- Биографию твою знаю, - сказал Тимофей.

- Спросил - слушай. У батьки, и меня считая, в семье шесть человек. У дяди Антона восьмеро. Все работают. Мелочь, ребятня, понятно, что полегче делают, а тоже на поле. Ну, хозяйство действительно хорошее, крепкое. Горбом своим, заботами вытянул его дядя Антон. И радовались все мы друг на друга. Вот, дескать, помаленьку, помаленьку, а вышли в люди. Нестыдная у каждого жизнь. Батька из моря выгреб гору целую соли. Бастовал, прокламации разбрасывал и в тюрьме за это не один раз сидел. Ну и я, сам знаешь, повоевал за революцию. И порубанный и пострелянный. Дядя Антон честно революцию хлебом кормил. Он не жадный - в годы голодные зерно не таил, не припрятывал и не сбывал из-под полы втридорога. Когда пухли люди с голоду в Поволжье, а у самого оставалось пшенички только засеять поле и не знал, как до нового урожая дотянуть, - оторвал от себя, от семьи - пятнадцать пудов! свез бесплатно Помголу, то есть пожертвовал. И осталась семья до осени только на картошке. А получилось теперь, передали мне... - Гуськов помолчал, переводя дыхание и тяжело сдвигая брови. - Получилось так. Дядя Антон объявлен "твердозаданцем". Стало быть, есть, нету хлеба у тебя, а твердое задание - выполняй, до единого зернышка сдавай в заготовки. Не хватит в амбаре - покупай. Выходит, в покрытие задания по хлебу весь он скот свой должен сдать. И разорено у него будет хозяйство начисто, никогда ему теперь уже не подняться.

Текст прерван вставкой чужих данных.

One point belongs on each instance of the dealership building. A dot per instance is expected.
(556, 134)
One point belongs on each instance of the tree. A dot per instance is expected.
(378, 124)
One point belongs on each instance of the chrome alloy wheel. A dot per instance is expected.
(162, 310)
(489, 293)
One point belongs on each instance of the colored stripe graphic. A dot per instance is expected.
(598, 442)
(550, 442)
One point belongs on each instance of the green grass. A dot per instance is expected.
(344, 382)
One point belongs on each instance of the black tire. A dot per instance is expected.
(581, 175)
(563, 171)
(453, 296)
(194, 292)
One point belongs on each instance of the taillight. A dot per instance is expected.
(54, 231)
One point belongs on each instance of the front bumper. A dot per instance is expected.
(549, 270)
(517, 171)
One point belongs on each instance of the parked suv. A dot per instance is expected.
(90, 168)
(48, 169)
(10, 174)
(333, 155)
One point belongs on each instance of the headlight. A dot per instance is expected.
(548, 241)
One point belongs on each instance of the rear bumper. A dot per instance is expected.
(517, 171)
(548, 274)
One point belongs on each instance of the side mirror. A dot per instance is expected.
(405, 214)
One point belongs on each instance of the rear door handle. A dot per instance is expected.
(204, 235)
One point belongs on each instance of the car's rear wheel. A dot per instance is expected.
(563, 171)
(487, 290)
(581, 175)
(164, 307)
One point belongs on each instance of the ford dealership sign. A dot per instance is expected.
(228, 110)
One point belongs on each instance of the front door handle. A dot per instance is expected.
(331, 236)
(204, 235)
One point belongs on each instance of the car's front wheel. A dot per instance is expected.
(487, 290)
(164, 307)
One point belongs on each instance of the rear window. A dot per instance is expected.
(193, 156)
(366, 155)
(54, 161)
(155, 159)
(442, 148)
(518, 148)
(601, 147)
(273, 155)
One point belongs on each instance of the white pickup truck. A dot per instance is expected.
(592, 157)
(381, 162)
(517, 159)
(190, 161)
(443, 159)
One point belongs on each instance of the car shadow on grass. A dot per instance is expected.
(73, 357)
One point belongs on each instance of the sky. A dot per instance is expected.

- Не может быть! - удивился Тимофей.

Да, конечно, и в газетах об этом пишут, и на политзанятиях рассказывают: в деревнях повсюду началось движение за коллективизацию. Правильное, могучее движение! В одиночку из нужды, из разорения бедноте не выбраться. И вот крестьяне добровольно объединяют свои поля, рабочий скот, засыпают в общий амбар семенное зерно. Кулаки-мироеды, понятно, противодействуют этому. Еще бы! Власть над беднотой теряют. Идет борьба, классовая борьба. Все правильно! И беднота решает на сельских сходах: обложить богатеев твердыми заданиями по сдаче хлеба государству, чтобы не наживались, торгуя на базарах по спекулянтским ценам. А у махрового кулачья так и начисто отобрать нажитое чужим потом и кровью, отправить мироедов на поселение в самую далекую Сибирь, где лежат еще не тронутые человеком земли. Пусть собственными руками эту землицу обрабатывают, пусть собственным потом ее польют, тогда и почувствуют, как дается беднякам хлебушко. И тоже очень справедливые решения! Так их и надо, кто заедал бедноту, кто смотрел волком на Советскую власть, на декреты ее о земле, кто был злой помехой колхозам. А взять честного трудолюбца Антона Гуськова...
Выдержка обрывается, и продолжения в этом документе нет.